In 1684, Alexander Horsburgh married Margaret Tait, the last of the Taits of Pirn who had owned the estate since medieval times. 

Beneath the brooding rocky face of Pirn Craig, where once had stood a feudal tower, they built Pirn House in 1700. 

Having deserted the draughty and redundant Horsburgh Castle three miles upstream by the River Tweed, Pirn would be the Horsburgh family home.

When the central part of the house was built it was intended to form three sides of a square. 

A carved lintel above the main door showed the date and the initials AHMT. 

Pavilion wings were added after 1733, with more additions in 1748. Final minor alterations were completed between 1752 and 1778.

The walls were very thick, passages low, windows deep-set, and stairs twisting. 

Adam plasterwork was to be seen on friezes and ceilings, as were carved oak panelling and marble fireplaces.

The dining room ceiling had been carved by an Italian workman with great delicacy and taste. 

Both the dining room and the drawing room had Adam style carved marble fireplaces

Pirn House was stocked with fine furniture including a beautiful bow-fronted Sheraton sideboard but these were removed in the late 19th or early 20th century when the house was put out to let.

Twice-married Alexander was succeeded by his son John and it was the latter’s son Alexander Horsburgh who was mentioned by Robert Burns –

“Drank tea yesternight at Pirn with Mr Horsburgh” – in his travel journal when the Bard visited Innerleithen in May 1787.

Photographs show a plain but attractive big house with ivy covered walls set in pleasant wooded surroundings. 

Sir Walter Scott, who had family connections with the Horsburghs, often visited the house and was particularly impressed by the excellent library and the two large yews at the entrance to the garden which were still there in 1927.

The last male in the Horsburgh line was yet another Alexander who died unmarried in 1911, the estate becoming the property of his widowed sister, Lady Agnes Adinston Horsburgh Porter of Donecarny House, Dublin.

From 1900, Pirn House was leased by Rev John Grant Ferguson, who became the first bearer of St Andrew’s Episcopalian Church, Leithen Road, in 1906 but sadly he died the same year. 
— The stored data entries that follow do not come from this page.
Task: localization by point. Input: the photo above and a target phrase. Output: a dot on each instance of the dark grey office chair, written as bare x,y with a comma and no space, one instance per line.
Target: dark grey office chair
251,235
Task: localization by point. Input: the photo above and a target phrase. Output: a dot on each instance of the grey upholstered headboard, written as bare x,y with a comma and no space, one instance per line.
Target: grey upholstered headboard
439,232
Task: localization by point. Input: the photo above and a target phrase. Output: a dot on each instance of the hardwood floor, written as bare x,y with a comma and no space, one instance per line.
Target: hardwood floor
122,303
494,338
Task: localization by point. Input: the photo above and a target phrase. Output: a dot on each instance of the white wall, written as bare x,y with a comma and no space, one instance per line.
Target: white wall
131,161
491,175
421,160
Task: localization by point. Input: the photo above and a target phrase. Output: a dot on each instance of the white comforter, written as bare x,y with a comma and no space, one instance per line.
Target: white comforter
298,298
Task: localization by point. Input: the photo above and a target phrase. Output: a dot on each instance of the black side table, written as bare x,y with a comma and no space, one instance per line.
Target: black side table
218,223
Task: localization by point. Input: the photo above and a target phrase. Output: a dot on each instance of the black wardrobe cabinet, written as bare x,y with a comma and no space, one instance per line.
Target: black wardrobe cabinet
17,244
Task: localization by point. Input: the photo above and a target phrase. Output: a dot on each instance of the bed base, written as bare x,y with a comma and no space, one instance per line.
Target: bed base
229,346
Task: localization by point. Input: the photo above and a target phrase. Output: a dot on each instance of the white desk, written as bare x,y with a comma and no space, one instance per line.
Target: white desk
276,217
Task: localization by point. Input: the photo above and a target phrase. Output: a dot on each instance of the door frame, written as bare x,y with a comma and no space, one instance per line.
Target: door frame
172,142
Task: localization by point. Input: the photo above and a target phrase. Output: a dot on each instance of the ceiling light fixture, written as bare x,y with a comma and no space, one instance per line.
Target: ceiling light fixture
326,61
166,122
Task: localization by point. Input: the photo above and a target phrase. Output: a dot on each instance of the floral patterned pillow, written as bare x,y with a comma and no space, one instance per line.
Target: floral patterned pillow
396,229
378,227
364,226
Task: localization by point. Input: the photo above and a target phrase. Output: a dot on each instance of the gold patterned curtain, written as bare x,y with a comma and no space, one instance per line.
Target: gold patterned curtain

Last year his grandson, Luath Grant Ferguson, published a booklet Life at Pirn House Innerleithen, drawing on his father’s childhood memories and family diaries to produce and insightful account of the domestic and social life of the Grant Fergusons between 1900 and 1913 during their temporary stay at Pirn. 

The lease was surrendered in 1913 when the family returned to Edinburgh.

Members of the Horsburgh Porter family were never again in residence at Pirn. 

During the Second World War the house was used to billet troops who used floorboards, oak panelling, the main stair banister and cupboard doors for firewood.

The soldiers were the last occupants. 

Pirn House became the property of Innerleithen Town Council in the late 1940s and was demolished in 1952. 

For the past 60 years St Ronan’s Primary School has stood on the site of the grand old house. 

The pupils now hold an annual Burns Lunch on the very spot where the poet ‘drank tea with Mr Horsburgh’.